Abstract
Although many beta1-receptor antagonists and beta2-receptor agonists
have been used in pharmacotherapy for many years their pharmacological
properties at all three known subtypes of beta-adrenergic receptors
are not always well characterized. The aim of this study was, therefore,
to provide comparative binding characteristics of agonists (epinephrine,
norepinephrine, isoproterenol, fenoterol, salbutamol, salmeterol,
terbutalin, formoterol, broxaterol) and antagonists (propranolol,
alprenolol, atenolol, metoprolol, bisoprolol, carvedilol, pindolol,
BRL 37344, CGP 20712, SR 59230A, CGP 12177, ICI 118551) at all three
subtypes of human beta-adrenergic receptors in an identical cellular
background. We generated Chinese hamster ovary (CHO) cells stably
expressing the three beta-adrenergic receptor subtypes at comparable
levels.
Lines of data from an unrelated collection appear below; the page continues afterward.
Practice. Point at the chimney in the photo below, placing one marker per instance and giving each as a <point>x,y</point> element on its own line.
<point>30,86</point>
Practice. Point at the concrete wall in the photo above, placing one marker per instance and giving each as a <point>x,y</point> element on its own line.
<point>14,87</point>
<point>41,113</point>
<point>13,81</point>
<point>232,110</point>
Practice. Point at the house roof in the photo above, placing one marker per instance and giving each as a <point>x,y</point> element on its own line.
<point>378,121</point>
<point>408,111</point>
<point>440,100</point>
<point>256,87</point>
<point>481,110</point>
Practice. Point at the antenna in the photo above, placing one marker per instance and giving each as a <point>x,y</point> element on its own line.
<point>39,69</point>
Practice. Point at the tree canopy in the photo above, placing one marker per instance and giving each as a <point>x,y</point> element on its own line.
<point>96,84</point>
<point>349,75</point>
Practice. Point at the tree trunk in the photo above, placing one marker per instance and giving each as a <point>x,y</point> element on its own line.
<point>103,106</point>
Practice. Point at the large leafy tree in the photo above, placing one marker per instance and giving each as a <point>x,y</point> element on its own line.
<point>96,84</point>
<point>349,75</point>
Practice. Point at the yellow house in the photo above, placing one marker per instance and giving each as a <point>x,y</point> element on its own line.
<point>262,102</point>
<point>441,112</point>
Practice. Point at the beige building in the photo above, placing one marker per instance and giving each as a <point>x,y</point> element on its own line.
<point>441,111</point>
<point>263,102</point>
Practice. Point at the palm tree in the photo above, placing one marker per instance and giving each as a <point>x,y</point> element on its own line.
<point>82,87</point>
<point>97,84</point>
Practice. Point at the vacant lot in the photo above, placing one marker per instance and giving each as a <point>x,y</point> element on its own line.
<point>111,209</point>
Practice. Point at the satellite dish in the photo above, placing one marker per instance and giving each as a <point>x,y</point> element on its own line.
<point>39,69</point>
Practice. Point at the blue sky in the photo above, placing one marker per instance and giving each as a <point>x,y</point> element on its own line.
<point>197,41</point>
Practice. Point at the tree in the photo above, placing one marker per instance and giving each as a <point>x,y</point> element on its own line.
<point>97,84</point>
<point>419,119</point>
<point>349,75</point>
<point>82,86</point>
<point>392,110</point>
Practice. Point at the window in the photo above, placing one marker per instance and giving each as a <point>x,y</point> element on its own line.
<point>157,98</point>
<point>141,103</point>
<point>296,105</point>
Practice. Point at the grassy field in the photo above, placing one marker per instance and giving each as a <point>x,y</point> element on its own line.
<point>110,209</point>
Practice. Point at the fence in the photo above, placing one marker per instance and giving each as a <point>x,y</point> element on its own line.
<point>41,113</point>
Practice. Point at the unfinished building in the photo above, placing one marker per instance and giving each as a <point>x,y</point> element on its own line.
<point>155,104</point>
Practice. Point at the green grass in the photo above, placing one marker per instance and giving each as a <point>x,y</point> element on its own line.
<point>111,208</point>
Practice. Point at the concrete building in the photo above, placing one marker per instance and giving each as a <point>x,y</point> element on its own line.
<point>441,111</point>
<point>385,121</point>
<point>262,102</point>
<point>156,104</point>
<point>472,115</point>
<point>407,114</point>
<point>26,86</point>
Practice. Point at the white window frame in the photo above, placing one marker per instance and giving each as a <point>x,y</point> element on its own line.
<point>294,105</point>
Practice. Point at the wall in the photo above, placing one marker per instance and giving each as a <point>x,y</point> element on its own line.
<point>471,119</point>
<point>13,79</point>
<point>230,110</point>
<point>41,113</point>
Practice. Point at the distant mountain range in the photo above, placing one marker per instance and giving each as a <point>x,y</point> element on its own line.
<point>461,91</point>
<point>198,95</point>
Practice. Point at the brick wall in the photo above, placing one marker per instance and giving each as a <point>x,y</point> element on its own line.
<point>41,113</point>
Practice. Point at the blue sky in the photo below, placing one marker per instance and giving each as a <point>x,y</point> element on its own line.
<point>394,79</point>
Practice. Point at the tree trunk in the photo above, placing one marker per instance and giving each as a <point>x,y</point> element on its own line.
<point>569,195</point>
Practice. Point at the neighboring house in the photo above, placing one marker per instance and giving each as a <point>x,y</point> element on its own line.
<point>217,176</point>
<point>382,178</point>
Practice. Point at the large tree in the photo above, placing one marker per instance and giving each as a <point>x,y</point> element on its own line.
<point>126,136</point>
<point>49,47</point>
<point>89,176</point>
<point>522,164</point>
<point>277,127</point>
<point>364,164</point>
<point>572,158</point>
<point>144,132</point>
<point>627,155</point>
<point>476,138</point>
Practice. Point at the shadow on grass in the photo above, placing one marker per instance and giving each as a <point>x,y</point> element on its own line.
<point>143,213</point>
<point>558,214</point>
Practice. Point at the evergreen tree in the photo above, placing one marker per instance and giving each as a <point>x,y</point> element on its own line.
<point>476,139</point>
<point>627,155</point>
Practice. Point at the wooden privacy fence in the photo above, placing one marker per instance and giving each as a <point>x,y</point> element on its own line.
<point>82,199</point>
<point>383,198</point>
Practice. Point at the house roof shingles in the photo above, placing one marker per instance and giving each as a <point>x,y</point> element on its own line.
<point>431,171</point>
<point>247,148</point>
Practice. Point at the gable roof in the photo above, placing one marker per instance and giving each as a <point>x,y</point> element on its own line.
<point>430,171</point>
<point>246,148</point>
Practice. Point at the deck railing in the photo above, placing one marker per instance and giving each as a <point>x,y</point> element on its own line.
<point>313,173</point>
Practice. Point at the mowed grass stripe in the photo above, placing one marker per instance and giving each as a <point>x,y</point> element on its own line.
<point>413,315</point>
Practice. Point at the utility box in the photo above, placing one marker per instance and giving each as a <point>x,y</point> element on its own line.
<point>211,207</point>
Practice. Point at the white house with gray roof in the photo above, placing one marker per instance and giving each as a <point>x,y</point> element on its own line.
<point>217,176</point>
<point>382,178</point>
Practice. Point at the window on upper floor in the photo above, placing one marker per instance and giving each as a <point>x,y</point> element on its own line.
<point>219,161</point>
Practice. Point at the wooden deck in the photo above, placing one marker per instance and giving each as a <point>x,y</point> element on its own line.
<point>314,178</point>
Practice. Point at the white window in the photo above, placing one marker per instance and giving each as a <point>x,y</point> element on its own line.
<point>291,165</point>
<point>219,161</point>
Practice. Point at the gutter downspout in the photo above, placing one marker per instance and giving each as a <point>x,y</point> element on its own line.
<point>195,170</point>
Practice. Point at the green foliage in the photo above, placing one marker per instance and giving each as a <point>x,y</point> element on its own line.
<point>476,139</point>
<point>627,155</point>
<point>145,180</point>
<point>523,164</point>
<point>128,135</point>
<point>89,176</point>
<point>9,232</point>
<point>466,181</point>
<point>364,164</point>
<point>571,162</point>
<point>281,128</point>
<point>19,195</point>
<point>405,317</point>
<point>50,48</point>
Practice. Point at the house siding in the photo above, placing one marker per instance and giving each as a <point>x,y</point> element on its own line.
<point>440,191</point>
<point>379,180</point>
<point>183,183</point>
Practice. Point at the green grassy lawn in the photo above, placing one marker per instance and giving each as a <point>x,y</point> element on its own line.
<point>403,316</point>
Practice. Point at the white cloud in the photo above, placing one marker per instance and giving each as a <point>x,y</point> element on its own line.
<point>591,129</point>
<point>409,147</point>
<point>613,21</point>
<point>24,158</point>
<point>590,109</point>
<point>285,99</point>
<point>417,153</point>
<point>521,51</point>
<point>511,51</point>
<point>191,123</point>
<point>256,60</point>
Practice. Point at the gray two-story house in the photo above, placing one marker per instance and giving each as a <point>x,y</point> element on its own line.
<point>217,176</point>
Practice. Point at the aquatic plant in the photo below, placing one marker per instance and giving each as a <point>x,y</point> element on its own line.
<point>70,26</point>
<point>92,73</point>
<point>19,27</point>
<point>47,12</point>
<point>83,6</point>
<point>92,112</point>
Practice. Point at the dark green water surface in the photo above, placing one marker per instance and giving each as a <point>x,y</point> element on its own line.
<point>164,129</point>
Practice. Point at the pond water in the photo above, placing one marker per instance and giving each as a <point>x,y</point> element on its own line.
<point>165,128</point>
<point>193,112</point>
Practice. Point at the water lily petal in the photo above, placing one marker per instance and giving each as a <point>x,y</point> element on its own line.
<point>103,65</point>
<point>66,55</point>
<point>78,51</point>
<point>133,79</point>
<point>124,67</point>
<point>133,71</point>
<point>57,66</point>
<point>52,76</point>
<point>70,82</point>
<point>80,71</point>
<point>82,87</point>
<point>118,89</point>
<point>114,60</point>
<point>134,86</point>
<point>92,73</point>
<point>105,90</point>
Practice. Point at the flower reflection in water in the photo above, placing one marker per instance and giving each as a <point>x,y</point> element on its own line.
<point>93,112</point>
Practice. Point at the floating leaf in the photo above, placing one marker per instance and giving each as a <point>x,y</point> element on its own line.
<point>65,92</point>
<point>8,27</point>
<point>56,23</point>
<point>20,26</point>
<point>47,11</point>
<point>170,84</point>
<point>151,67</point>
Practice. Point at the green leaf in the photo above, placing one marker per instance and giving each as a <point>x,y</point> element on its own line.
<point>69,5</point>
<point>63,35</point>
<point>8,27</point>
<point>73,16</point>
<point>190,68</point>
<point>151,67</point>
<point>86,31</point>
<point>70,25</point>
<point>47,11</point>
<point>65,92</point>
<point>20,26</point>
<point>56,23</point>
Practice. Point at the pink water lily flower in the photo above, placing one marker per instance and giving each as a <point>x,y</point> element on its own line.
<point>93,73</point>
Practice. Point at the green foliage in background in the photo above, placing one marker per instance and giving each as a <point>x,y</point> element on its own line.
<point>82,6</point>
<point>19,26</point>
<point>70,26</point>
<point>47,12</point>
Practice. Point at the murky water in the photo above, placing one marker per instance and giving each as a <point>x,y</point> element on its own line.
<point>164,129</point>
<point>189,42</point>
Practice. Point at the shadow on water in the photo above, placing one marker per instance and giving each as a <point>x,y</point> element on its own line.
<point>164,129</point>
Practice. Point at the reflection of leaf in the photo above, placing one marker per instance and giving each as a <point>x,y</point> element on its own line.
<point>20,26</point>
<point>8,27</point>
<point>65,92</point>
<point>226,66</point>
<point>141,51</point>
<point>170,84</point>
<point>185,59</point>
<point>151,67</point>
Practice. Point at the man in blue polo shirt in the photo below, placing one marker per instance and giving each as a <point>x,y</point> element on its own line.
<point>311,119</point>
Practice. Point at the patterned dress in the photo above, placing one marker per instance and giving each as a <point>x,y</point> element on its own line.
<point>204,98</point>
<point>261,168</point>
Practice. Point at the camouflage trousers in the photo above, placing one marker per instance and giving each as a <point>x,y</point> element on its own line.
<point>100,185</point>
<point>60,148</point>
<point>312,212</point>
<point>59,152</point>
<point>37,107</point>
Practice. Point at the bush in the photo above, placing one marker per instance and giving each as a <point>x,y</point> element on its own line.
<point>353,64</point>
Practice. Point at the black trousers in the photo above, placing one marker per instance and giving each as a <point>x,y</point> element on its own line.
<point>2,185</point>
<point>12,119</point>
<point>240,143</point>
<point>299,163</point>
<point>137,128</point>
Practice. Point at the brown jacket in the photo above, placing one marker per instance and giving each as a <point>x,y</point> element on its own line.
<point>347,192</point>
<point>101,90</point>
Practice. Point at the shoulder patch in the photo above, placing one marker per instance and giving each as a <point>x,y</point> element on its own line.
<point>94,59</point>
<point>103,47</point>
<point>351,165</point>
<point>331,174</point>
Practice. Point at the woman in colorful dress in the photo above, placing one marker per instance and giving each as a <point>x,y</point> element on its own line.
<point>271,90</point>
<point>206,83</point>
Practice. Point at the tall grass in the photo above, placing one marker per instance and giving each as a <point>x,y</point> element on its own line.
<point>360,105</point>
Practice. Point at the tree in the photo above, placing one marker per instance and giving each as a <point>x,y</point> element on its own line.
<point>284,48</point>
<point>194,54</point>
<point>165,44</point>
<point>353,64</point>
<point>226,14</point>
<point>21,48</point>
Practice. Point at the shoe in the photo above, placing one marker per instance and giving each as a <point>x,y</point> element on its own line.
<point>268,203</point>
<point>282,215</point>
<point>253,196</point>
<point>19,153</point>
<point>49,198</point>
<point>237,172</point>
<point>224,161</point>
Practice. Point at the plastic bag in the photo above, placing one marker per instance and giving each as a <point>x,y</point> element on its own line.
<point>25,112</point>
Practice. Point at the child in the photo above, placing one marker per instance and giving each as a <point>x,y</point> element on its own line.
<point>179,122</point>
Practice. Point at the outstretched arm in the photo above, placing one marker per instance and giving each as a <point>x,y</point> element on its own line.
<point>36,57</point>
We characterized these receptor subtypes and analyzed the
affinity of routinely used drugs as well as experimental compounds
in competition binding studies, using the non-selective antagonist
125I-cyanopindolol as a radioligand. Furthermore, we analyzed the
beta-receptor-mediated adenylyl cyclase activity in isolated membranes
from these cell lines. The results from our experiments show that
all compounds exhibit distinct patterns of selectivity and activity
at the three beta-receptor subtypes. In particular, a number of beta2-
or beta3-receptor agonists that are inverse agonists at the other
subtypes were identified. In addition, beta1-receptor antagonists
with agonistic activity at beta2- and beta3-receptors were found.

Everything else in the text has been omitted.